Could you imagine if Mo Lewis never hit Drew Bledsoe? Would Tom Brady be where he is at today? It is hard for me to believe that things would’ve turned out the same. In the NBA, similar stories do happen. Whether it is an injury situation analogous to the one I am about to share, or whether it is a C.J. McCollum story, in which opportunity fell into his hands after a Wesley Matthews departure.

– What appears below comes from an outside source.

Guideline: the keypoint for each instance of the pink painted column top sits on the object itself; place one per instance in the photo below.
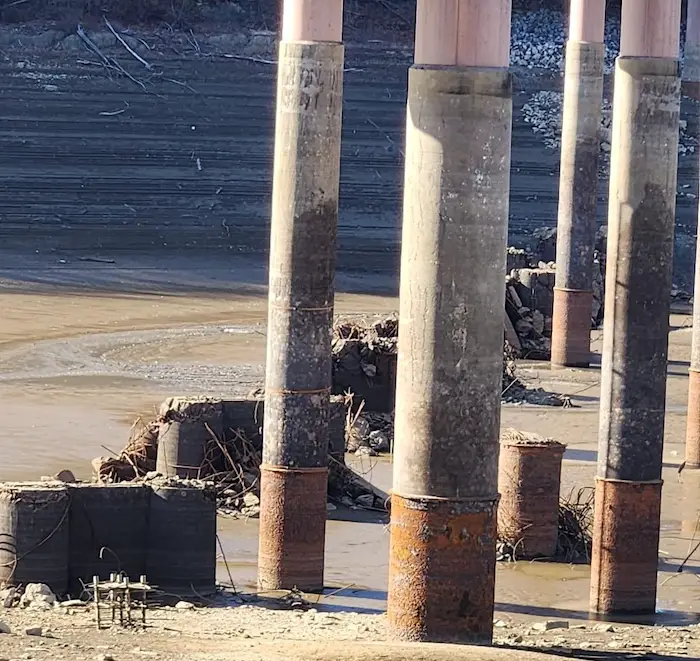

Here is a quote from coach Mark Jackson in 2013 just as the playoffs are starting up. “We can’t replace him, and we know that,” Jackson said. “And that’s the thing we have to know right away. He’s an All-Star power forward who’s had an incredible year.” Mark Jackson is referring to the league leader in double-doubles that season with 56, along with 18.5 points, 11.2 rebounds, and 3.5 assists. That player is David Lee. David Lee only started one game that postseason due to his hip injury. This injury was the first step in opening the door for Draymond Green.

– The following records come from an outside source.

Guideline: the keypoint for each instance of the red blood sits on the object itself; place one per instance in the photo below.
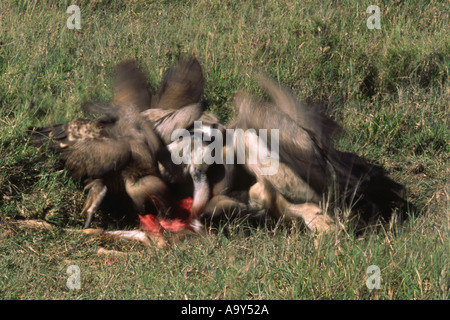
(180, 221)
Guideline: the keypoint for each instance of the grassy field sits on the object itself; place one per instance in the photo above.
(388, 88)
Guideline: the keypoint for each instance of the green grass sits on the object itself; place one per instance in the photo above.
(388, 88)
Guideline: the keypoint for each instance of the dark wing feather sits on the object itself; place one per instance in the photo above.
(181, 85)
(130, 86)
(167, 120)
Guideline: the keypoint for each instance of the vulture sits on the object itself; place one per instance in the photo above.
(117, 154)
(310, 172)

In that 2012-2013 regular season, rookie Draymond Green only started one game. He only played 13.4 minutes per game, averaged 2.9 points, 3.3 rebounds, and 0.7. assists. He got some more playing time in the playoffs with 18.6 minutes per game. His production slightly increased with 5.8 points, 4.3 rebounds, and 1.6 assists.

David Lee followed his extremely productive season with another one, averaging 18.2 points and 9.3 rebounds in 69 games played. He had a nagging hamstring injury that season. The hamstring injury combined with the Warriors wanting to play Draymond Green more started to hurt David Lee. That postseason, David Lee still started the seven games he played in, averaging 13.9 points and 9.1 rebounds. However, Draymond also had a solid postseason. He averaged 11.9 points, and 8.3 rebounds that postseason. He started in four of the seven playoff games he appeared in. Everyone began to realize the versatility of Draymond Green in the absence of David Lee.

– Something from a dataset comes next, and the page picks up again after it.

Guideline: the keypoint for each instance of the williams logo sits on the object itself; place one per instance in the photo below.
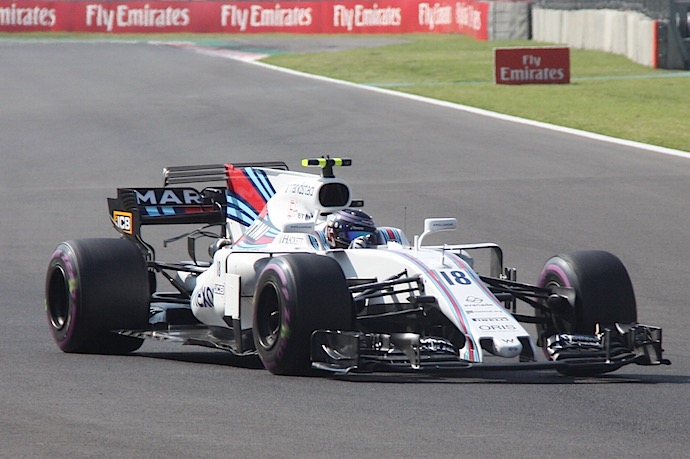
(124, 221)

Then came the nail in the coffin. In the 2014-2015 NBA season, the former all-star David Lee only played in 49 games for the Warriors, only starting in four. That season he put up the worst numbers of his career since his rookie season. The double-double machine averaged 7.9 points and 5.2 rebounds in the 2014-2015 season. He did not start one game that postseason. Draymond Green started all 79 games that he played in during that regular season, averaging 11.7 points, 8.2 rebounds, and 3.7 assists in 31.5 minutes of play. He started in all 21 of the postseason games he played in, averaging 13.7 points, 10.1 rebounds, and 5.2 assists in 37.3 minutes per game. The Warriors went on to win the title that year. David Lee became an afterthought and all of a sudden was a Celtic the next season. The rest is history. Draymond went on to sign a five-year 85 million dollar contract with the Warriors. He had his best season this past year, averaging 14.0 points per game, 9.5 rebounds, and 7.4 assists during the regular season. He was also second in triple-doubles with 13 behind Russell Westbrook’s ludicrous 18.

Draymond took advantage of his opportunity, and it sent David Lee packing his bags. Draymond can guard all five positions, he has great leadership qualities, great passing vision, and is very much the “glue guy” for the Warriors. David Lee’s injuries opened the doors for Draymond to step in and showcase his talents. He played so well, that when David Lee was ready to return, his starting spot was no longer his. The NBA is full of opportunities. Many players never even get their shot. However, if you do get your chance, make sure it counts like Draymond’s did. He went from a second-round pick to an NBA all-star and champion.